Ayahku bingung melihat perubahan sikapku yang langsung diam, entahlah mungkin juga mukaku pucat.
“loh…. Kamu kenapa to le? Kamu sakit?… “
“ eh, ndak kok pak ndak apa-apa, Seno masih capek pak he he… “
“oalah tak kira sakit, yo wis istirahat dulu aja yo? bapak mau nganterin daun dulu, “
“Njih pak…“
Setelah ayahku pergi aku segera masuk ke kamar aku baru sadar kalau kata maaf dari Arum seminggu yang lalu itu sebagai tanda berakhirnya hubunganku dan dia. Hancur pasti, patah hati apa lagi, ah… Nasib….. Nasib…
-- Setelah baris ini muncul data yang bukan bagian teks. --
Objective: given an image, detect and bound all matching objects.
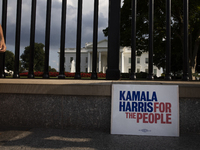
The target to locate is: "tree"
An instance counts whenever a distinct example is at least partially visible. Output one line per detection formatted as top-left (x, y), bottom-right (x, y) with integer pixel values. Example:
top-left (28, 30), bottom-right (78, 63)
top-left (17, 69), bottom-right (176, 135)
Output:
top-left (49, 66), bottom-right (57, 72)
top-left (21, 43), bottom-right (45, 71)
top-left (5, 50), bottom-right (15, 71)
top-left (103, 0), bottom-right (200, 79)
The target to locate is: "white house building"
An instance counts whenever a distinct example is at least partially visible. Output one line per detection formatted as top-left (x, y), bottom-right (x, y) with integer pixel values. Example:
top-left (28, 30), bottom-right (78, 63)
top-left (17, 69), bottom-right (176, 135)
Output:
top-left (61, 39), bottom-right (162, 77)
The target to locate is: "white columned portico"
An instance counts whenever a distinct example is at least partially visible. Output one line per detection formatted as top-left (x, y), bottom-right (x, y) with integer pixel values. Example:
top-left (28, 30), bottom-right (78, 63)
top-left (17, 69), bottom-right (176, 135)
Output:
top-left (88, 52), bottom-right (91, 72)
top-left (99, 52), bottom-right (101, 72)
top-left (121, 51), bottom-right (124, 73)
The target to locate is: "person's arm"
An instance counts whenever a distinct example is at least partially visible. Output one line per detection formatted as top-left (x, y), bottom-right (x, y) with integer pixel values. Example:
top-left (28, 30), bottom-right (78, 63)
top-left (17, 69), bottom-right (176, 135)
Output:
top-left (0, 25), bottom-right (6, 52)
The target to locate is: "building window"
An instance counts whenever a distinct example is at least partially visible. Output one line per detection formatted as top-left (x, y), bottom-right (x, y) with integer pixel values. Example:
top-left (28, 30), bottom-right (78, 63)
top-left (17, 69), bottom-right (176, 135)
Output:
top-left (70, 57), bottom-right (74, 63)
top-left (145, 58), bottom-right (149, 64)
top-left (85, 57), bottom-right (88, 63)
top-left (128, 57), bottom-right (131, 64)
top-left (153, 69), bottom-right (157, 75)
top-left (137, 58), bottom-right (140, 64)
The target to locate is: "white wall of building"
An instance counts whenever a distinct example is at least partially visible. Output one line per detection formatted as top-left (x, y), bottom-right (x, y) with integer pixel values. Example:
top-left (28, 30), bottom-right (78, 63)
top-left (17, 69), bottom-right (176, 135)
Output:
top-left (61, 40), bottom-right (162, 77)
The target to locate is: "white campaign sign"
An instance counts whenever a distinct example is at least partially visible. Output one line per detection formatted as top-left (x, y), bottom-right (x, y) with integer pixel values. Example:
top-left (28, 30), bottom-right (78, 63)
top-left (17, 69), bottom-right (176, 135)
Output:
top-left (111, 84), bottom-right (179, 136)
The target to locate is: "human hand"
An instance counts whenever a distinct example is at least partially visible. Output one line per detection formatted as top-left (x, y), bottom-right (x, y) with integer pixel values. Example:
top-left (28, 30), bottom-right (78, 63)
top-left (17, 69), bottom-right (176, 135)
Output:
top-left (0, 41), bottom-right (6, 53)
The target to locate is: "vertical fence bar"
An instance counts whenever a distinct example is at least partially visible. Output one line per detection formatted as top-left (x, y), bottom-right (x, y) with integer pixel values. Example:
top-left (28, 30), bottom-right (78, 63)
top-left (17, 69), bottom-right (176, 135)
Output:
top-left (91, 0), bottom-right (100, 79)
top-left (13, 0), bottom-right (22, 78)
top-left (74, 0), bottom-right (82, 79)
top-left (28, 0), bottom-right (37, 78)
top-left (58, 0), bottom-right (67, 79)
top-left (43, 0), bottom-right (51, 79)
top-left (0, 0), bottom-right (8, 78)
top-left (106, 0), bottom-right (121, 80)
top-left (147, 0), bottom-right (154, 80)
top-left (182, 0), bottom-right (189, 81)
top-left (165, 0), bottom-right (171, 80)
top-left (130, 0), bottom-right (137, 80)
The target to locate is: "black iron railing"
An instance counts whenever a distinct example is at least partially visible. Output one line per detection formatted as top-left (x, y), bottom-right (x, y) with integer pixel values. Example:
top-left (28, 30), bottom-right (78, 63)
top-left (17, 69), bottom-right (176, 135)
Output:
top-left (0, 0), bottom-right (189, 80)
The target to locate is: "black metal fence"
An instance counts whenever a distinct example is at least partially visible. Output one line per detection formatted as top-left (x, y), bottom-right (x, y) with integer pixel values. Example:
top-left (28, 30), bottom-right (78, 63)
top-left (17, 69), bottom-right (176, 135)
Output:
top-left (0, 0), bottom-right (189, 80)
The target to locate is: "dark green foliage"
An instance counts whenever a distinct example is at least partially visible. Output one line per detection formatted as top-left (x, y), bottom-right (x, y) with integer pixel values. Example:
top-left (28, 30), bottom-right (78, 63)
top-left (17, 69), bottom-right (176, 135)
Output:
top-left (103, 0), bottom-right (200, 75)
top-left (21, 43), bottom-right (45, 71)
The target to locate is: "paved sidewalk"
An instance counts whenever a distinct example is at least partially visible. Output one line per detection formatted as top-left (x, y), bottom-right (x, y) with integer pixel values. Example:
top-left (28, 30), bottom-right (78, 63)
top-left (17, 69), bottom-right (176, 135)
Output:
top-left (0, 128), bottom-right (200, 150)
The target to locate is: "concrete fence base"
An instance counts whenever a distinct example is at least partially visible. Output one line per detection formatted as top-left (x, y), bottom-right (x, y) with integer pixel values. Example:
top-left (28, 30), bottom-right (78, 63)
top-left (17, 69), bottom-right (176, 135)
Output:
top-left (0, 80), bottom-right (200, 133)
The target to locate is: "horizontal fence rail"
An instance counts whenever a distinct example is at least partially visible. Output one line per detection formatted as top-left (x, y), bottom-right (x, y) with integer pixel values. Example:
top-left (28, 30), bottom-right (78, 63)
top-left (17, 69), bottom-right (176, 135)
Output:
top-left (0, 0), bottom-right (189, 80)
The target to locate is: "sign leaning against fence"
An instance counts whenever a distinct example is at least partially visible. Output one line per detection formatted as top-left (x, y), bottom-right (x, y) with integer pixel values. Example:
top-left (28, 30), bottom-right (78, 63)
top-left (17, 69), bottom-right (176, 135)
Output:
top-left (111, 84), bottom-right (179, 136)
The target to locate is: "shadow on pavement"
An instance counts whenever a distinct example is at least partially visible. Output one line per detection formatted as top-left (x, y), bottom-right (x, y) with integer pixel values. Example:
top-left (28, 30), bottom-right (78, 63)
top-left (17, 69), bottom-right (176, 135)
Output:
top-left (0, 128), bottom-right (200, 150)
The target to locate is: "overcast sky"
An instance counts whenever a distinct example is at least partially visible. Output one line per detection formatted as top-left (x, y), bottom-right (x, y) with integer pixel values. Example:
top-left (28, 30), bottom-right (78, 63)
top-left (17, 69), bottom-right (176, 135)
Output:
top-left (0, 0), bottom-right (123, 71)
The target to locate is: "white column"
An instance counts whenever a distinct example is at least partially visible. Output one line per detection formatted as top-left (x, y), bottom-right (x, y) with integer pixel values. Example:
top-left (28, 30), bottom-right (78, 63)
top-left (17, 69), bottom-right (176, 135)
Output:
top-left (88, 52), bottom-right (91, 72)
top-left (121, 51), bottom-right (124, 73)
top-left (99, 52), bottom-right (101, 72)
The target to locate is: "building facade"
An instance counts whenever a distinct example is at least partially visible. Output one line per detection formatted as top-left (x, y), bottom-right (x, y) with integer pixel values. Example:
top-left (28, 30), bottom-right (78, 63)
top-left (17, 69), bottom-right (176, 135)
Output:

Hubungan yang sudah lama kubina berakhir sepihak, hanya dengan kata maaf tanpa ada alasan jelas kami putus heuuuh…
Mulai saat ini aku bersumpah ngga akan mencari pasangan hidup di kampungku sendiri aku ngga bisa melihat Arum dengan orang lain aku ngga siap dengan semua itu.
Tangisan perpisahan dia waktu itu yang berhasil meneguhkan kesetiaan hatiku ternyata kandas sampai disini saja, rasanya hari ini juga aku ingin kembali ke ibukota, tapi bagaimana dengan ayahku?
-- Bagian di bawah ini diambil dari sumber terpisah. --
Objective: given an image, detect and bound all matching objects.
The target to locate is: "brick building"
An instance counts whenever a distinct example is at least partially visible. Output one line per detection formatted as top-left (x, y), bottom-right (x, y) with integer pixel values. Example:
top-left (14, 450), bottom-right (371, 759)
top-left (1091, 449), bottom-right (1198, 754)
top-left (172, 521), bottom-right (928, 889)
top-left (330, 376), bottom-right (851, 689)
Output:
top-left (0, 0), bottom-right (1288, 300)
Ah… jalanku masih panjang aku kuat aku sanggup melewati semua ini.
Sebuah guncangan kecil di kakiku membangunkan tidurku, ternyata hari sudah malam sang ayah menyuruhku untuk segera membersihkan diri dan segera berkumpul dengan teman-temanku di rumah paklik Sarjito.
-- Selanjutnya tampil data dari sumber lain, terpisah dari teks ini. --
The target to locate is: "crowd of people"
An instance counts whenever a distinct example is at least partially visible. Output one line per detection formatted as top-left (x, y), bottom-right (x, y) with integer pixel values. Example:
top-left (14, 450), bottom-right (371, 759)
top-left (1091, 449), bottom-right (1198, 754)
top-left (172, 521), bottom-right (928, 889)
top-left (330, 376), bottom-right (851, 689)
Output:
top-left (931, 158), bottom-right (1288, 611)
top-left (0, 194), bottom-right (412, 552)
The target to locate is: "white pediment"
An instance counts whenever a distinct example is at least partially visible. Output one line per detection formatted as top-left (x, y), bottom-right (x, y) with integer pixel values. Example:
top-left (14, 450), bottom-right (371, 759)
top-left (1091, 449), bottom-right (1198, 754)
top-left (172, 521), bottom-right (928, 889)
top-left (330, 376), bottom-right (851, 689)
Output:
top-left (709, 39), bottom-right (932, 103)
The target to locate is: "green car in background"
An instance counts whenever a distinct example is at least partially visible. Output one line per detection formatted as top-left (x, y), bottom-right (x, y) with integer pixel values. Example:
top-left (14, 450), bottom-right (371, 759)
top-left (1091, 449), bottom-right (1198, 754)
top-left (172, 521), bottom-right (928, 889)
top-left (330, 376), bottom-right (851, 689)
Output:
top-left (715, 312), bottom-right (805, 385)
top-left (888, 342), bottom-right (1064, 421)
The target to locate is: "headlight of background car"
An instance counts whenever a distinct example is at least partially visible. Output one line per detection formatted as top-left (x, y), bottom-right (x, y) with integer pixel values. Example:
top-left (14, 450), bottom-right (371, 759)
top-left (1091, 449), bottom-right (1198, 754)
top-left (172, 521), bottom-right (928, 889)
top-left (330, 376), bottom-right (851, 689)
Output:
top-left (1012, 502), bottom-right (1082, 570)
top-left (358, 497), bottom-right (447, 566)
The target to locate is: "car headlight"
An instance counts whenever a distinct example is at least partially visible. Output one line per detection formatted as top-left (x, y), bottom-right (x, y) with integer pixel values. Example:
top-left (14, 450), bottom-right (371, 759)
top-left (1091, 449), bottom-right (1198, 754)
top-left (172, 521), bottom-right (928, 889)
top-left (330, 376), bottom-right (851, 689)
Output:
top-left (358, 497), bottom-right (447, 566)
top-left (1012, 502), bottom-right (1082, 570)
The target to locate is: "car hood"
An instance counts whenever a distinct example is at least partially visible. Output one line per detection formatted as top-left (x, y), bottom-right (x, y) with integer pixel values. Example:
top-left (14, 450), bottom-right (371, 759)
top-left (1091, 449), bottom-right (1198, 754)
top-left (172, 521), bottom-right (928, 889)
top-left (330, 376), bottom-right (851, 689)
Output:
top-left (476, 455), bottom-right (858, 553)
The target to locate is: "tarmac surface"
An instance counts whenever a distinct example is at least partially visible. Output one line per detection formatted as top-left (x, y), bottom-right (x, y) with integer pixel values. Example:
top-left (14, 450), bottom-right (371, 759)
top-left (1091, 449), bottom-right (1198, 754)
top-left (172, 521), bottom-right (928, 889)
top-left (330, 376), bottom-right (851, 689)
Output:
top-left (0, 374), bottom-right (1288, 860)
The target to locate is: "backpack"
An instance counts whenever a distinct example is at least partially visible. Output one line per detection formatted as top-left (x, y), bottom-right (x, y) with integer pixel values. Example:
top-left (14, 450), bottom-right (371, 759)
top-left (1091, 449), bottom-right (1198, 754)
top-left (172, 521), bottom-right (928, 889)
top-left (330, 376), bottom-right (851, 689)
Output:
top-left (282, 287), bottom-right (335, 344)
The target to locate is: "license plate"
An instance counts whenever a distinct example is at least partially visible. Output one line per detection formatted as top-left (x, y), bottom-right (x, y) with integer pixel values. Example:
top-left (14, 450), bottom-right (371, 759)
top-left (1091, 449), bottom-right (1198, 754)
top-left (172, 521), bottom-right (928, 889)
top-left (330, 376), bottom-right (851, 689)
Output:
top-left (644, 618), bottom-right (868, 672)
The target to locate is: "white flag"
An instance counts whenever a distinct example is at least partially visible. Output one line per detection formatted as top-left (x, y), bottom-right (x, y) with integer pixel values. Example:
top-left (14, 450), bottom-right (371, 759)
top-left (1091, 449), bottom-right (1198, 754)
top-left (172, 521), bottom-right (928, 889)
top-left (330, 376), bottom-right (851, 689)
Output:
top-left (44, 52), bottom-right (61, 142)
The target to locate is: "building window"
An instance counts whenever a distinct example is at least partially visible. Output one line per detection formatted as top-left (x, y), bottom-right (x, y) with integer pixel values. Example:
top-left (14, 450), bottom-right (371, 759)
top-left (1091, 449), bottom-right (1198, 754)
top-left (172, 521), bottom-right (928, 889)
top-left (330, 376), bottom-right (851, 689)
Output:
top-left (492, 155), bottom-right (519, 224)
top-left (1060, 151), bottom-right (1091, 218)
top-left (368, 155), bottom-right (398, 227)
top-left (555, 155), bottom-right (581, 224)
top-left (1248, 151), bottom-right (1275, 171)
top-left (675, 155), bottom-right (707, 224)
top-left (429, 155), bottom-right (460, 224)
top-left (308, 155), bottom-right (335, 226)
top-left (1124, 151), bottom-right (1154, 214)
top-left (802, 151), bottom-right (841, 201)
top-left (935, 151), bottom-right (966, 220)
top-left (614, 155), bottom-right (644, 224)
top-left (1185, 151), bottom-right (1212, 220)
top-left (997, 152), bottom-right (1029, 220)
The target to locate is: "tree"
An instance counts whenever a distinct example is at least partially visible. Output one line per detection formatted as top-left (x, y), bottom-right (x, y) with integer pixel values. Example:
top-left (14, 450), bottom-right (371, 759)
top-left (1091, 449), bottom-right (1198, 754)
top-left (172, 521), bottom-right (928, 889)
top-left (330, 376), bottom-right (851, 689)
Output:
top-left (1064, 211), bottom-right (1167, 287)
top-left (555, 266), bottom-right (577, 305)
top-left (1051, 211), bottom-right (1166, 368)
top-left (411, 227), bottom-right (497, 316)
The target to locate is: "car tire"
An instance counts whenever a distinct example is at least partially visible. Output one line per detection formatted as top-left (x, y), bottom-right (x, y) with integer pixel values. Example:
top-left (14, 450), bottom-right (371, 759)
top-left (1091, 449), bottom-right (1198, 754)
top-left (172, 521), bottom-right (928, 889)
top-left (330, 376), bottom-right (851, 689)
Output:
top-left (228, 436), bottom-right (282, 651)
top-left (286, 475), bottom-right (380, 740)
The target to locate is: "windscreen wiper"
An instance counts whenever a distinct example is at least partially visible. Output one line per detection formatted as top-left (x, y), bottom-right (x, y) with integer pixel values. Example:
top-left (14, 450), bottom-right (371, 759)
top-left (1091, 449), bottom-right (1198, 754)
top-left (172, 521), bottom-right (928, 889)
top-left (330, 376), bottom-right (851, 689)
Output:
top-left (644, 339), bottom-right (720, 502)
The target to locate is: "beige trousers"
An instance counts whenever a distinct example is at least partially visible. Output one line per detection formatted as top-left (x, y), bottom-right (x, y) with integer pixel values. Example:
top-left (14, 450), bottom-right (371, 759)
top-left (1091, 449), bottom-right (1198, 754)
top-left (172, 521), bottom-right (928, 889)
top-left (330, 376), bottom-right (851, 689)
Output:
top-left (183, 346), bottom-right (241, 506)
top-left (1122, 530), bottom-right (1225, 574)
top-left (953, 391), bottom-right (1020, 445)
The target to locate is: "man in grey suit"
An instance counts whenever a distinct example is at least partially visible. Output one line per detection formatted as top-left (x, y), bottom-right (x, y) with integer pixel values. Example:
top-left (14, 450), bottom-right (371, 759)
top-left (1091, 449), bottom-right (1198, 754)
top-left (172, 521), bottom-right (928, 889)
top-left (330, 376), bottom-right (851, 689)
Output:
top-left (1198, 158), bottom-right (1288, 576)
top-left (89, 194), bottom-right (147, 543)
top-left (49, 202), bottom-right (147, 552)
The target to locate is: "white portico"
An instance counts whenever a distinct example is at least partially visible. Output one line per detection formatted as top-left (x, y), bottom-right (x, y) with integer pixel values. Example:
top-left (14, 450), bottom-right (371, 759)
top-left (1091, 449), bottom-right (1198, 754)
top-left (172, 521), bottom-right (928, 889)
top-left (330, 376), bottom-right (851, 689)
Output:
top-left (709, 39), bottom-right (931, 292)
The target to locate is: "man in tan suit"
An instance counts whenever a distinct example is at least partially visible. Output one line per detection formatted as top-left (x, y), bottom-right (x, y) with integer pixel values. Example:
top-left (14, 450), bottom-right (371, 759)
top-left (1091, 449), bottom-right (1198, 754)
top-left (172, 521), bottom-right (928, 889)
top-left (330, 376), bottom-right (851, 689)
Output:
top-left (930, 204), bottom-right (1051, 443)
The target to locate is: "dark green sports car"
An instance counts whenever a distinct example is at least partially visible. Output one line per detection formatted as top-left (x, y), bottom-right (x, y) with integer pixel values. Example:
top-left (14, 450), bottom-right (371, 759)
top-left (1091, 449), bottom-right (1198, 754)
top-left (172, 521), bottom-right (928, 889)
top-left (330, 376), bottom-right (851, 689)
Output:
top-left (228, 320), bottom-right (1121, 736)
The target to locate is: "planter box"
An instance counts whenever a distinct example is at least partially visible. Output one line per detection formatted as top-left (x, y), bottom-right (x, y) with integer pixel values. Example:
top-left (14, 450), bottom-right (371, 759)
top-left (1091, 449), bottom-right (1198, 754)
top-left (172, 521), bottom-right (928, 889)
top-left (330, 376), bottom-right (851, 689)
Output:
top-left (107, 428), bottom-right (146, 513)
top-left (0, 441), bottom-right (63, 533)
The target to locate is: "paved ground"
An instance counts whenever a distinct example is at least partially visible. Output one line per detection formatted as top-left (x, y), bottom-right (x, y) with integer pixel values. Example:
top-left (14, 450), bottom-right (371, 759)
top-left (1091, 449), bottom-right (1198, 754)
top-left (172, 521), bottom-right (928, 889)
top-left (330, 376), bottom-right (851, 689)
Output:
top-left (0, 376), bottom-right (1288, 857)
Malas terasa tapi malam ini aku harus datang kesana.
Jam sembilan malam aku menyusuri jalan berbatu di kampungku para pemuda yang lain juga sudah mulai ke lokasi hajatan. Aku memilih menyambangi temanku terlebih dahulu, teman yang biasa mengintip pelaku perbuatan mesum di hutan kayu putih sana.
Heeem….
Mungkin dengan bertukar cerita dengannya bisa sedikit mengurangi beban pikiranku.
Dua jam aku berada di rumah teman, banyak sudah yang di ceritakan olehnya termasuk perbuatan mesum Bulik Sumi yang sampai sekarang masih berlanjut.
Memang aku tak cerita juga perihal hubunganku dengan Arum, makanya dengan bebas tanpa rasa sungkan dia bercerita tentang ibunya Arum kepadaku.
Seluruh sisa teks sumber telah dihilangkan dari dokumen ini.